Students are invited to participate in the Environmental Innovation Challenge. Participating in interdisciplinary teams, students work together to define an environmental problem, design a solution, build a prototype and/or a computer simulation, and create a business summary that demonstrates the market potential.
To learn when club meetings are contact Program Advisor, Gail Cowan (email@example.com).
All ten IES permanent faculty (who IES hired) and fifteen affiliated faculty (in other departments, who work with IES dues to energy interests) are active in research and regularly involve undergraduate students in research projects. To get involved, students need to consult with the individual faculty about their interests.

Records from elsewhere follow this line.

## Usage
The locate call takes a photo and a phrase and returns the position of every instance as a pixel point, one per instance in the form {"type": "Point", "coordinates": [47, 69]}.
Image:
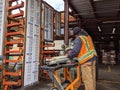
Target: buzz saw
{"type": "Point", "coordinates": [64, 81]}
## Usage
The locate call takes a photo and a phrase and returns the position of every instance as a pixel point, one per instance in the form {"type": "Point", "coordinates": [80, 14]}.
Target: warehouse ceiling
{"type": "Point", "coordinates": [101, 18]}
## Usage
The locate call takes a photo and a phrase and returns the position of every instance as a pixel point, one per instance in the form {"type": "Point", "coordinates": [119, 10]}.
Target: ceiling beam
{"type": "Point", "coordinates": [93, 7]}
{"type": "Point", "coordinates": [99, 20]}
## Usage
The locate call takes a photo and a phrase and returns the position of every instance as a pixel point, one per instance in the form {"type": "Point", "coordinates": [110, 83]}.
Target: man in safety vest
{"type": "Point", "coordinates": [84, 50]}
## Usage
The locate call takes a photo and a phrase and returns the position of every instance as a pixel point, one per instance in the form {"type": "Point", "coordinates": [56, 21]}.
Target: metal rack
{"type": "Point", "coordinates": [14, 46]}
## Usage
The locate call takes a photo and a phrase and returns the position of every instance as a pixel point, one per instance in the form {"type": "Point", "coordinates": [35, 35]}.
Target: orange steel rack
{"type": "Point", "coordinates": [14, 47]}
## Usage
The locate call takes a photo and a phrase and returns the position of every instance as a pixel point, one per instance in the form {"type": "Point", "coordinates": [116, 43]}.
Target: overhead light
{"type": "Point", "coordinates": [102, 37]}
{"type": "Point", "coordinates": [111, 37]}
{"type": "Point", "coordinates": [97, 0]}
{"type": "Point", "coordinates": [99, 29]}
{"type": "Point", "coordinates": [113, 30]}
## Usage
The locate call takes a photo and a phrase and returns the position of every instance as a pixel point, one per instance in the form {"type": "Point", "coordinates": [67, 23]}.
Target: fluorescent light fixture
{"type": "Point", "coordinates": [110, 21]}
{"type": "Point", "coordinates": [70, 10]}
{"type": "Point", "coordinates": [99, 29]}
{"type": "Point", "coordinates": [113, 30]}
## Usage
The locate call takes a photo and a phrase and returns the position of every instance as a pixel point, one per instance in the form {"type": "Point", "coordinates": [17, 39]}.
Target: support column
{"type": "Point", "coordinates": [66, 21]}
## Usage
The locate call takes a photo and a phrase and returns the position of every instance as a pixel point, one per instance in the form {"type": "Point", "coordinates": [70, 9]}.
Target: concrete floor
{"type": "Point", "coordinates": [108, 79]}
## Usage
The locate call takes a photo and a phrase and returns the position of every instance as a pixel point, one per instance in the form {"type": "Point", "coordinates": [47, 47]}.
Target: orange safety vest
{"type": "Point", "coordinates": [87, 49]}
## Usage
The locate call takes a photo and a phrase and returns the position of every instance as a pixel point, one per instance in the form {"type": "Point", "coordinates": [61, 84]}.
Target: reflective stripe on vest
{"type": "Point", "coordinates": [89, 51]}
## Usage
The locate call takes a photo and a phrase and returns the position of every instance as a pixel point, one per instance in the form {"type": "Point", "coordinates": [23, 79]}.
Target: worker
{"type": "Point", "coordinates": [84, 50]}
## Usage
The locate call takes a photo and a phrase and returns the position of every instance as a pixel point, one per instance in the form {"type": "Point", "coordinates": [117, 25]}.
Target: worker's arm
{"type": "Point", "coordinates": [76, 48]}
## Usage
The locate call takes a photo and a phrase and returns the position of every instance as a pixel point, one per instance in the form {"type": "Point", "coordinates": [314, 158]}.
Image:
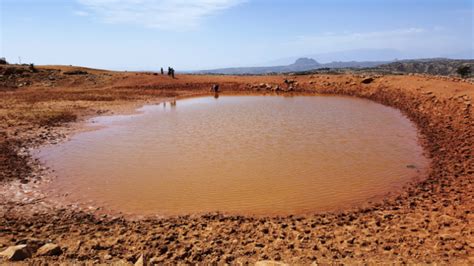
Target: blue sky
{"type": "Point", "coordinates": [201, 34]}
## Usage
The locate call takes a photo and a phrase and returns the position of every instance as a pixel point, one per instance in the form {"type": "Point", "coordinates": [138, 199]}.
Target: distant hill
{"type": "Point", "coordinates": [301, 64]}
{"type": "Point", "coordinates": [435, 66]}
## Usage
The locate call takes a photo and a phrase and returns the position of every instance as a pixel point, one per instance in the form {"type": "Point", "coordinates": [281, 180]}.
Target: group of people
{"type": "Point", "coordinates": [170, 72]}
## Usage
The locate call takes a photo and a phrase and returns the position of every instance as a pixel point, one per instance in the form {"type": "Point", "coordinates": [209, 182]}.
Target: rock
{"type": "Point", "coordinates": [141, 261]}
{"type": "Point", "coordinates": [75, 72]}
{"type": "Point", "coordinates": [367, 80]}
{"type": "Point", "coordinates": [269, 263]}
{"type": "Point", "coordinates": [16, 253]}
{"type": "Point", "coordinates": [49, 249]}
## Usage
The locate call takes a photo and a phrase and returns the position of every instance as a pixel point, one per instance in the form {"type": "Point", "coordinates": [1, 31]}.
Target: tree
{"type": "Point", "coordinates": [464, 71]}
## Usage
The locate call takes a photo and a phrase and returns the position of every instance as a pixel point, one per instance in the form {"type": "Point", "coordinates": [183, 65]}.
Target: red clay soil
{"type": "Point", "coordinates": [428, 222]}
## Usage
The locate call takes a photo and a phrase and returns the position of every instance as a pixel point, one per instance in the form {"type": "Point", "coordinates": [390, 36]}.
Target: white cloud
{"type": "Point", "coordinates": [162, 14]}
{"type": "Point", "coordinates": [81, 13]}
{"type": "Point", "coordinates": [395, 38]}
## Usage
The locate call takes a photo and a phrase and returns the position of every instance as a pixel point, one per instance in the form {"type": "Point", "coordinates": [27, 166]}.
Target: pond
{"type": "Point", "coordinates": [262, 155]}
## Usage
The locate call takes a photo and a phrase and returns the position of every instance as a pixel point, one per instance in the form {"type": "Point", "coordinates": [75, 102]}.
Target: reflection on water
{"type": "Point", "coordinates": [240, 154]}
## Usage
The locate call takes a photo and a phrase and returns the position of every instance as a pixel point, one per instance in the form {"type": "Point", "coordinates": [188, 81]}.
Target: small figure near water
{"type": "Point", "coordinates": [215, 88]}
{"type": "Point", "coordinates": [171, 72]}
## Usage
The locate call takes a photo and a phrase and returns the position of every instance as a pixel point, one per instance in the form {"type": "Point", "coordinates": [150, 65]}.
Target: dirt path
{"type": "Point", "coordinates": [431, 221]}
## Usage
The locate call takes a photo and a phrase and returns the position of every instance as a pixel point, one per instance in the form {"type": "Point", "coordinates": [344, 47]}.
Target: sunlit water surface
{"type": "Point", "coordinates": [240, 154]}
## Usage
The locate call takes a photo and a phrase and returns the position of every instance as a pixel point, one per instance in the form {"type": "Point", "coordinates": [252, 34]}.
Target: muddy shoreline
{"type": "Point", "coordinates": [427, 222]}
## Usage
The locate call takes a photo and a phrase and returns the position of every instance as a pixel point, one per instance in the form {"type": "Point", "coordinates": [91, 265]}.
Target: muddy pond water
{"type": "Point", "coordinates": [262, 155]}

WWU has a variety of resources to help find internships and job opportunities. Check out those resources below. Handshake The Career Services Center is proud to offer Handshake, an online job and internship posting database available to students, alumni, and employers. On-Campus Recruiting (OCR) Each year employers come to the Western campus to interview students for permanent career positions, as well as internships, in business, industry, government, and education. Career Fairs and Events Hundreds of local, regional and national employers/organizations attend WWU Career Fairs and events looking to connect with WWU Vikings! Be sure to check our calendar for upcoming events.
The only Masters’ degree option now available to potential graduate students who want to work with IES faculty is to apply for a MA or MS degree through Huxley College, where several IES faculty have joint appointments. Their MA or MS coursework can include a graduate-level energy courses, and new courses are being added each year. WWU offers two graduate-level certificates, which can be completed alongside a degree program or separately.